CouchDB has separate REST interfaces for handling editing of multiple documents at the same time. I can have multiple documents, some of which need to be added as new, some to be updated with specific revision information and some to be deleted from the existing database. And all these can be done using a single POST. scouchdb uses a small DSL for handling such requests. Here is how ..


describe("bulk updates of documents") {
  it("should create 3 documents with 1 post") {
    val cnt = couch(test all_docs).filter(_.startsWith("_design") == false).size 
      
    val s1 = Shop("cc", "refrigerator", 12500)
    val s2 = Shop("best buy", "macpro", 1500)
    val a1 = Address("Survey Park", "Kolkata", "700075")
    val a2 = Address("Salt Lake", "Kolkata", "700091")
      
    couch(test docs(List(s1, s2, a1, a2), false)).size should equal(4)
    couch(test all_docs).filter(_.startsWith("_design") == false).size should equal(cnt + 4)
  }
  it("should insert 2 new documents, update 1 existing document and delete 1 - all in 1 post") {
    val sz = couch(test all_docs).filter(_.startsWith("_design") == false).size
    val s = Shop("Shoppers Stop", "refrigerator", 12500)
    val d = Doc(test, "ss")
      
    val t = Address("Monroe Street", "Denver, CO", "987651")
    val ad = Doc(test, "add1")
      
    var ir:(String, String) = null
    var ir1:(String, String) = null
    
    couch(d add s)
    ir = couch(>%(Id._id, Id._rev))
    ir._1 should equal("ss")
      
    couch(ad add t)
    ir1 = couch(ad >%(Id._id, Id._rev))
    ir1._1 should equal("add1")
      
    val s1 = Shop("cc", "refrigerator", 12500)
    val s2 = Shop("best buy", "macpro", 1500)
    val a1 = Address("Survey Park", "Kolkata", "700075")
      
    val d1 = bulkBuilder(Some(s1)).id("a").build 
    val d2 = bulkBuilder(Some(s2)).id("b").build
    val d3 = bulkBuilder(Some(s)).id("ss").rev(ir._2).build
    val d4 = bulkBuilder(None).id("add1").rev(ir1._2).deleted(true).build

    couch(test bulkDocs(List(d1, d2, d3, d4), false)).size should equal(4)
    couch(test all_docs).filter(_.startsWith("_design") == false).size should equal(sz + 3)
  }
}




As can be found from the above, there are 2 levels of APIs for bulk updates. scouchdb already has an api for creating a document from a Scala object with auto id generation :

def doc[<: AnyRef](obj: T) = { //..

As an extension, I introduce the following which lets users add multiple new documents through a single API. Note here all of the documents will be added new ..

def docs(objs: List[<: AnyRef], allOrNothing: Boolean) = { //..

and the objects can be of any type, not necessarily the same. This is illustrated in the first of the 2 specs above.

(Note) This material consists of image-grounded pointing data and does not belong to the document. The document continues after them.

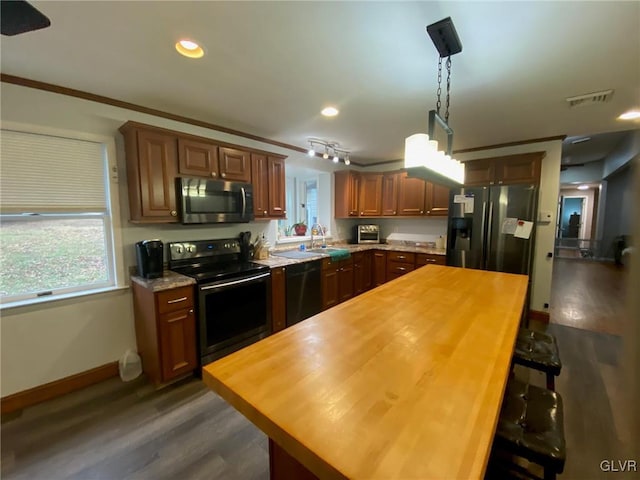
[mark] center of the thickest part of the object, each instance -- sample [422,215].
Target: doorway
[572,219]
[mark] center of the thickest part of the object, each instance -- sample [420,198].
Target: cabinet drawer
[405,257]
[423,259]
[175,299]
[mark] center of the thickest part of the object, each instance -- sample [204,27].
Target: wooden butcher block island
[404,381]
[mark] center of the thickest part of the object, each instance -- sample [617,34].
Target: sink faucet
[320,229]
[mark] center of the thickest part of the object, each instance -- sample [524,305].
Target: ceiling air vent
[590,98]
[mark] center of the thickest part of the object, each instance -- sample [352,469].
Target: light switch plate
[545,216]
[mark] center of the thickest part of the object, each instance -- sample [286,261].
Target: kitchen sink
[334,253]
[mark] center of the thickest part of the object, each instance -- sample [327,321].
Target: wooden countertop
[403,381]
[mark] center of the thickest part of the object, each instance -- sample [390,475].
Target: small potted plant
[300,228]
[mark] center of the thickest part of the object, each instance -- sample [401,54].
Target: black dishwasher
[304,291]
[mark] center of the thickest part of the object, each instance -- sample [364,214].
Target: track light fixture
[331,150]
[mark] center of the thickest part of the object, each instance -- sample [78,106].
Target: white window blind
[43,173]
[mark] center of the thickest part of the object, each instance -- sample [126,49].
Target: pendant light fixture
[332,150]
[423,157]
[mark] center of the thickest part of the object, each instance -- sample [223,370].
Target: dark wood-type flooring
[132,431]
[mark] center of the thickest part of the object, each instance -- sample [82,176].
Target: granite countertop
[168,281]
[275,261]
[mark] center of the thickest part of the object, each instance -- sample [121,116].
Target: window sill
[300,239]
[41,300]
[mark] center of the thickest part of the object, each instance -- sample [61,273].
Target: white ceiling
[270,67]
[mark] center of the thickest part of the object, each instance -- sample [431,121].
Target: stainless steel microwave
[202,200]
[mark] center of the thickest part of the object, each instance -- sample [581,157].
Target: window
[55,222]
[308,200]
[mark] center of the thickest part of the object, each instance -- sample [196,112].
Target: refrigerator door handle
[489,233]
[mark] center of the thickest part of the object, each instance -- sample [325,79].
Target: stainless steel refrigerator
[482,223]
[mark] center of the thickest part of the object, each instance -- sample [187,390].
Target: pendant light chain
[439,91]
[446,114]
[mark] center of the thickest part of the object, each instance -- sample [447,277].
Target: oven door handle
[235,282]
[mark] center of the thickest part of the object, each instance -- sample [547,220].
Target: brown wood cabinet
[411,195]
[337,281]
[379,266]
[423,259]
[235,164]
[507,170]
[399,263]
[156,157]
[268,177]
[151,172]
[390,194]
[347,191]
[165,332]
[278,299]
[197,158]
[362,271]
[370,195]
[437,200]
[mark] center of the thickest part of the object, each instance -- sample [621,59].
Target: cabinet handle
[177,300]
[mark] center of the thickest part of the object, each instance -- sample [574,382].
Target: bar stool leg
[551,382]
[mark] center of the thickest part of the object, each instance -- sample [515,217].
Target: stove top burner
[211,260]
[214,272]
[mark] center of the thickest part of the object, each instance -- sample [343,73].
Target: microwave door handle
[244,201]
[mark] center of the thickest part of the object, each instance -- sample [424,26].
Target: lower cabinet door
[178,343]
[329,287]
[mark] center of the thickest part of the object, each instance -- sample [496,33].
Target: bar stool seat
[539,351]
[531,425]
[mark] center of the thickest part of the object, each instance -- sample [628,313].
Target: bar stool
[539,351]
[531,425]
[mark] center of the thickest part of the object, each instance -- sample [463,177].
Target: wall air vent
[590,98]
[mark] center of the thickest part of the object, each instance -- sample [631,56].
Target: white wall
[590,172]
[547,200]
[46,342]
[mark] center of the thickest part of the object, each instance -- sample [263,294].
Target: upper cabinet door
[437,200]
[156,173]
[370,198]
[260,181]
[411,196]
[524,168]
[277,188]
[479,172]
[347,191]
[390,194]
[197,158]
[235,164]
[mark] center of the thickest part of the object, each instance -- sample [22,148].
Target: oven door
[214,201]
[232,314]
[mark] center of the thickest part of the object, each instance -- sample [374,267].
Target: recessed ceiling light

But in case you need to use the full feature of bulk uploads and editing of multiple documents, I offer a builder based interface, which is illustrated in the second spec above. Here 2 new documents are added, 1 being updated and 1 deleted, all through one single API.

In case you are doing CouchDB and Scala stuff, give scouchdb a spin and post comments on your feedback. I am yet to write a meaningful application using scouchdb - any feedback will be immensely helpful.